If we look round the coast of Spain, so good a port will not be found; while its soil only produces thorns, ilexes, and broom, or at best arbutus and myrtles, and other poor fruits; and he who grows them for profit has nothing for his pains. April and May failing, the fruits fail.[5]

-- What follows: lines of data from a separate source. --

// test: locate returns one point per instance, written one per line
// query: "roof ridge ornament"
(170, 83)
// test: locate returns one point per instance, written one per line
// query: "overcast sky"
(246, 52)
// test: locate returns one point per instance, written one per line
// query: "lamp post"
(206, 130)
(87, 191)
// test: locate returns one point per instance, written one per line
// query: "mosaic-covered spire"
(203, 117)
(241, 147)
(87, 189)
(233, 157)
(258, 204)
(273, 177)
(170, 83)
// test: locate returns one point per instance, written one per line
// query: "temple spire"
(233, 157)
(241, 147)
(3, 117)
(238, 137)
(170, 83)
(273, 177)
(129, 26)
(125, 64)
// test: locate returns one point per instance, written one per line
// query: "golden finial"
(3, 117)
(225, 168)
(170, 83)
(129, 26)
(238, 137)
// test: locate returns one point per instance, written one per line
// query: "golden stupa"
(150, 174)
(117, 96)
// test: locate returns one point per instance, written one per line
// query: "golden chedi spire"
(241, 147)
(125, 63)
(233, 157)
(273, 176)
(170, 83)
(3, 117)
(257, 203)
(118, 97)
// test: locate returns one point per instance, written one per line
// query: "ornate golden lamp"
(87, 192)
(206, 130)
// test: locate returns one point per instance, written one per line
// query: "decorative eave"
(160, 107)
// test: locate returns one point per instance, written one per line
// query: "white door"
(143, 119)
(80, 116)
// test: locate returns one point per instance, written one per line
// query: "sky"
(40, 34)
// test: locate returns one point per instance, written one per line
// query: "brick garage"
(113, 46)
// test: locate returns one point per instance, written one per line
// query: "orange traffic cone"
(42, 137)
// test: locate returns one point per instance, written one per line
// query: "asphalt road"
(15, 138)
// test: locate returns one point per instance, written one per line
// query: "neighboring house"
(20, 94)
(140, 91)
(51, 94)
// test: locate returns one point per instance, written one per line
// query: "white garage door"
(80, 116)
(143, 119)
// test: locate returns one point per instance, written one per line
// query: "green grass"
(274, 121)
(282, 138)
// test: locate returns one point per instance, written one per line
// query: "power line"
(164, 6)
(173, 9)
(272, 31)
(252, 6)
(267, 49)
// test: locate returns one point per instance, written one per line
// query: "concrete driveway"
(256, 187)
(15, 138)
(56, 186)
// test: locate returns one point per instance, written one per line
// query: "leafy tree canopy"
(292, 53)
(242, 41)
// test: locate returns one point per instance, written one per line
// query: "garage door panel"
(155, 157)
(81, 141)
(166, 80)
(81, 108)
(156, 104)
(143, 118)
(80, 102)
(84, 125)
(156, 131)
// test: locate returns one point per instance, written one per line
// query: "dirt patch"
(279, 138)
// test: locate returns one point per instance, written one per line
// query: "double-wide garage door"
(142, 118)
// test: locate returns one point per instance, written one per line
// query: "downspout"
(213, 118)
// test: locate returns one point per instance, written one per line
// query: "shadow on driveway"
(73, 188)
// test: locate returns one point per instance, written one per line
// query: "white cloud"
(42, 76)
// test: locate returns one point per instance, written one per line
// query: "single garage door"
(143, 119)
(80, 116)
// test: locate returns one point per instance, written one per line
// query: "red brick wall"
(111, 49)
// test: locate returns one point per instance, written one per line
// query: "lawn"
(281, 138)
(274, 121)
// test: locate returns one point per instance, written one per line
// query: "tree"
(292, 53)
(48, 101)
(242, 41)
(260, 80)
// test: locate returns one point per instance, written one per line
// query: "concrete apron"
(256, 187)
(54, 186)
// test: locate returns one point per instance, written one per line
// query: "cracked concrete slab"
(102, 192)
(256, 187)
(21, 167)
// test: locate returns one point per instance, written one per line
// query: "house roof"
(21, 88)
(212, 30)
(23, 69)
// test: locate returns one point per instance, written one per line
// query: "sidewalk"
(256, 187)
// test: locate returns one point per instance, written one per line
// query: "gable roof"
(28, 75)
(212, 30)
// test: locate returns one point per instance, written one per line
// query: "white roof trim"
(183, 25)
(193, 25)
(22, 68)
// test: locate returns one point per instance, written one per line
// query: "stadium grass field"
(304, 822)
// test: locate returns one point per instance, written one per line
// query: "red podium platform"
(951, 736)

[1] He means betel. See p. 51.
[2] Thistles; teazel.
[3] The space between the end of the thumb and the end of the forefinger, both stretched out.
[4] Coral cliffs.
[5] Captain Cook visited the Island of Espiritu Santo in August, 1774, and on the 25th entered the bay of San Felipe y Santiago, discovered by Quiros. The wind being S., Cook was obliged to beat to windward. Next morning he was 7 or 8 miles from the head of the bay, which is terminated by a low beach, and behind that an extensive flat covered with trees, and bounded on each side by a ridge of mountains. The latitude was 15° 5′ S. Steering to within 2 miles of the head of the bay, he sent Mr. Cooper and Mr. Gilbert to sound and reconnoitre the coast. Mr. Cooper reported that he had landed on the beach near a fine river. They found 3 fathoms close to the beach, and 55 two cables’ lengths off. At the ship there was no bottom with 170 fathoms. When the boat returned, Captain Cook steered down the bay; and during the night there were many fires on the W. side. In the morning of the 27th the ship was off the N.W. point of the bay, in latitude 14° 39′ 30″. The bay has 20 leagues of sea-coast—6 on the E. side, 2 at the head, and 12 on the W. side. The two points which form the entrance bear S. 53° E., and N. 53° W., from each other distant 10 leagues. An uncommonly luxuriant vegetation was everywhere to be seen. Captain Cook named the E. point of the bay “Cape Quiros,” which is in 14° 56′ S., and longitude 167° 13′ E. He named the N.W. point “Cape Cumberland.” It is in 14° 38′ 45″ S., and 166° 49′ 30″ E.—Cook’s Second Voyage, vol. ii, p. 89.
The Editor has to thank Dr. Bolton G. Corney for the following very interesting account of his visit to the bay of San Felipe y Santiago in 1876:—
“While on a voyage through the New Hebrides in the barque Prospector, of 260 tons, in August, 1876, I visited the bay of San Felipe y Santiago, now commonly known to shipmasters and other habitués of the Western Pacific as the ‘Big Bay.’
“The island itself is, for short, spoken of as ‘Santo,’ not only by local white men, but also by many of the natives of it and the neighbouring ones, many of whom have been in Fiji or Queensland, and have picked up a little Fijian or English, as the case may be.